Lt. George Horatio Derby was a West Point graduate, classmate of Ulysses S. Grant and a hero of the Mexican-American War. In 1849, he was sent to survey and map the newly acquired western part of the country.

He needed extra money, so in Oregon he and Grant went into partnership selling pigs. They both lost money.

Derby found better success writing some very funny stuff, which he sold to San Francisco newspapers.

He first signed his pieces Squibob. When a competitor stole the name, Derby changed to Professor John Phoenix. His articles poked irreverent fun at politicians, the Army, cities, religion and anyone who took themselves too seriously. He apparently didn't make a dime from a book of his writings, "Phoenixiana," but it became a best-seller and by 1877 had gone through 12 editions.

When mapping California's central valleys, Derby came to Benicia on Oct. 1, 1850. He made fun of this little town and its pretensions to outdo San Francisco as the state's most important port. First published by the Alta California, that article went nationwide and made the town famous.

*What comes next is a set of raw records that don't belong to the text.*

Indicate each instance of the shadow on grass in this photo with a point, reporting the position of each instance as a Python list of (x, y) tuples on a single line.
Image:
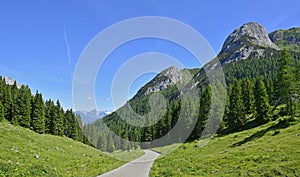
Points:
[(284, 123)]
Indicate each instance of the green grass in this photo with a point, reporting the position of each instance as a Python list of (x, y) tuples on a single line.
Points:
[(25, 153), (127, 155), (272, 149)]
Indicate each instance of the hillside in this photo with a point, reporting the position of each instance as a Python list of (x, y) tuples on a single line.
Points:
[(272, 149), (249, 55), (26, 153)]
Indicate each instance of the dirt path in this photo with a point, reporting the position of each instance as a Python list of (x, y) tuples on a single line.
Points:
[(139, 167)]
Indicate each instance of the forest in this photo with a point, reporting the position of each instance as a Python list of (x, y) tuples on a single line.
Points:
[(256, 87)]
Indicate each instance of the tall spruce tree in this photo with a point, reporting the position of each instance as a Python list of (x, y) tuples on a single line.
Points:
[(22, 108), (205, 104), (262, 106), (38, 113), (247, 96), (285, 86), (235, 116), (7, 103), (1, 111)]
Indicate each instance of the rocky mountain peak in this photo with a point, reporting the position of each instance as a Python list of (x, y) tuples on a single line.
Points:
[(11, 81), (163, 80), (288, 39), (249, 39), (251, 32)]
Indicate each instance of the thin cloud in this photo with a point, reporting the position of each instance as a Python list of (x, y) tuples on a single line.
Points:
[(68, 46)]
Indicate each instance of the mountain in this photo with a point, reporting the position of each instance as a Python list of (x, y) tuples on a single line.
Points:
[(251, 39), (88, 117), (289, 39), (11, 81), (249, 52)]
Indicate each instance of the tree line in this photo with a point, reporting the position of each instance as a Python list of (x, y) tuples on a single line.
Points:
[(20, 107)]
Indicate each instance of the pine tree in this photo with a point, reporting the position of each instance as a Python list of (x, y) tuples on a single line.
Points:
[(38, 114), (57, 120), (205, 104), (285, 83), (1, 111), (102, 143), (110, 144), (235, 116), (22, 108), (7, 103), (262, 106), (247, 96)]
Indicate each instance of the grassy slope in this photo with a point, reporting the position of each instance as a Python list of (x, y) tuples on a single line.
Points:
[(268, 150), (25, 153)]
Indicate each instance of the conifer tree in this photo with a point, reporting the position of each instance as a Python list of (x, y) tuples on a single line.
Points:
[(7, 103), (286, 83), (235, 116), (22, 108), (110, 144), (262, 106), (205, 104), (38, 113), (247, 96), (1, 111)]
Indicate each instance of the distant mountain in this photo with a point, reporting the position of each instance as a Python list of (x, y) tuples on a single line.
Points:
[(91, 116), (251, 39), (248, 52), (289, 39)]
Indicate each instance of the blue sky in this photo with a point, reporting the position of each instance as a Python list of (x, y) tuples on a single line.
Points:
[(42, 40)]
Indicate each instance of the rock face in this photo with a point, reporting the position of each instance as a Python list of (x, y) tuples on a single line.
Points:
[(249, 39), (289, 39), (163, 80)]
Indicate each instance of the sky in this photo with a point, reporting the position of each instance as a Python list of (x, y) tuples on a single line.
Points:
[(42, 41)]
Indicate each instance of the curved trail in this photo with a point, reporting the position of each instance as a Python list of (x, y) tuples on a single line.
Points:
[(139, 167)]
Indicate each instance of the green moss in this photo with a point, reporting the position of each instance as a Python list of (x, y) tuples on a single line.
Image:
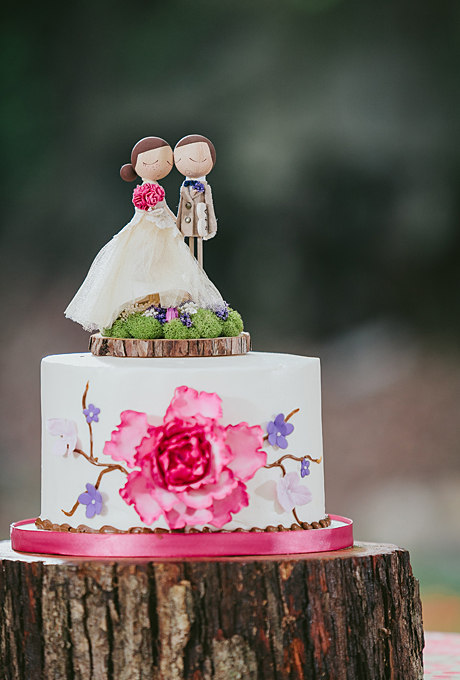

"Leaving the metropolis last evening by the gradually increasing in popularity steamer, 'West Point,' I 'skeeted' up Pablo Bay, with the intention of spending a few days at the world renowned seaport of Benicia. ... It was 9 o'clock and very dark at that, when we were roped in by the side of the 'ancient and fishy' smelling hulk that forms the broad wharf of Benicia. As I shouldered my carpet bag and stepped upon the wharf among the dense crowd of four individuals that were there assembled, and gazing upon the mighty city whose glimmering lights, feebly discernible through the Benician darkness, extended over an area of at least five acres, an overpowering sense of the grandeur and majesty of the great rival of San Francisco affected me."

Derby wrote about the "best and only" hotel in the city where after watching two "enterprising citizens" playing a never-ending game of billiards, he went to bed and was attacked.

"But oh! The fleas! Skipping, hopping, crawling, biting!"

His Benicia experience may have led to his "Antidote for Fleas," which advised boiling a quart of tar "until it becomes quite thin" and then applying it smoothly over your clothes.

"While the tar remains soft the flea becomes entangled in its tenacious folds and is rendered perfectly harmless; but it will soon form a hard, smooth coating entirely impervious to his bite. ... The whole coat should be removed every three or four weeks. The remedy is sure and having the advantage of simplicity and economy should be generally known."

The Army sent Derby to Florida, where he suffered a "softening of the brain." He resigned from the Army in 1859, dying two years later at the age of 38.

It is said that his writings influenced Mark Twain, who called him America's greatest humorist.